Her office is to have 78 employees next year and anticipates processing 10,000 CPL applications -- more than four times as many as her staff of 98 processed in 2007.
"We have to look at ways we can minimize some of the cuts by using technology," Sabaugh said. "(The new system) really will save time, and the licenses will be safer."
Currently, employees must print the permits, tear perforations, trim and paste the applicant's passport-style photo and laminate the permit. With more than 700 applications processed monthly, the process can take four or five days per month.
The new concealed pistol licenses will look more like a driver's license. Photos and signatures will be stored electronically and saved with the data printed on the card. The licenses will be harder to tamper with or duplicate, Sabaugh said.
Currently, applicants can bring in their own photo or have one taken at the clerk's office for $15. As part of the new process, the county's Concealed Weapons Licensing Board may consider requiring applicants to have photos taken by the Clerk's Office so they can be electronically stored and printed on the permits.
Wayne County is among a dozen counties in Michigan using the system Macomb plans to use, according to information given to Macomb commissioners, who approved the idea last month.

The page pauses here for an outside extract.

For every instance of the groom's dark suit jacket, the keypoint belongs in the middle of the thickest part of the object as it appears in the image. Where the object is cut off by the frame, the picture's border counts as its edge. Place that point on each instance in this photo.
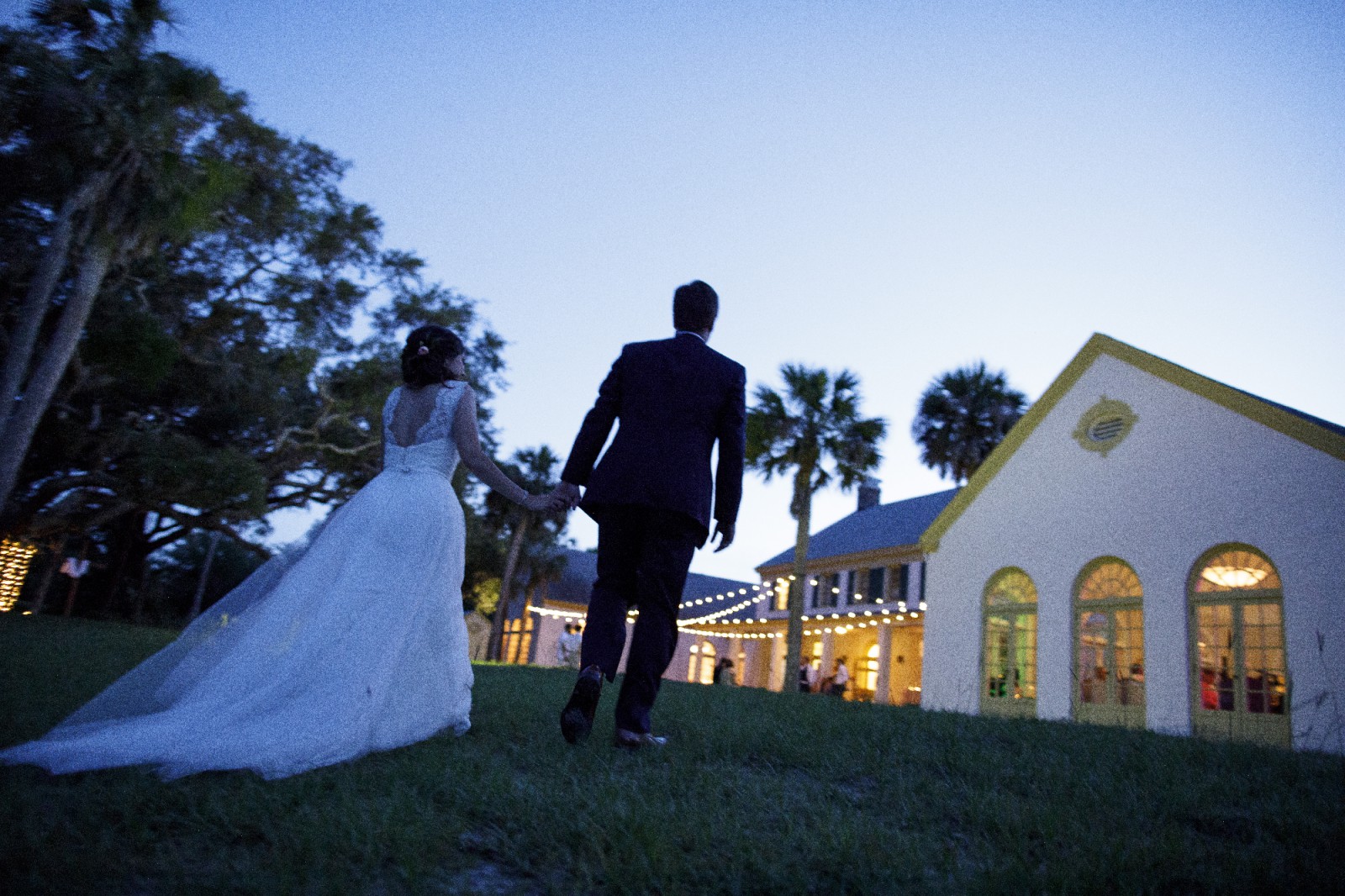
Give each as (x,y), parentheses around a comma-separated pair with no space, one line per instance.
(674,398)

Oakland County Deputy Clerk Mike Senyko said the county processes CPLs by hand and considered the system Macomb is planning to implement at the beginning of the year.
"We are pleased at this time how we are processing things," he said. "We've looked at it. We're intrigued, but we haven't pulled the trigger yet. We can look at it again."
Senyko said the Oakland staff, like Macomb's, has shrunk about 20% in the last few years to 112 people while the number of CPL applications has grown from nearly 3,700 in 2007 to more than 12,300 projected next year.
Kalamazoo County Clerk/Register of Deeds Tim Snow, who is president of the Michigan Association of County Clerks, said his county is looking at the system Macomb will use.
"That appears to me to be a terrific time saver," he said. "Everyone that I've talked to that has it, loves it."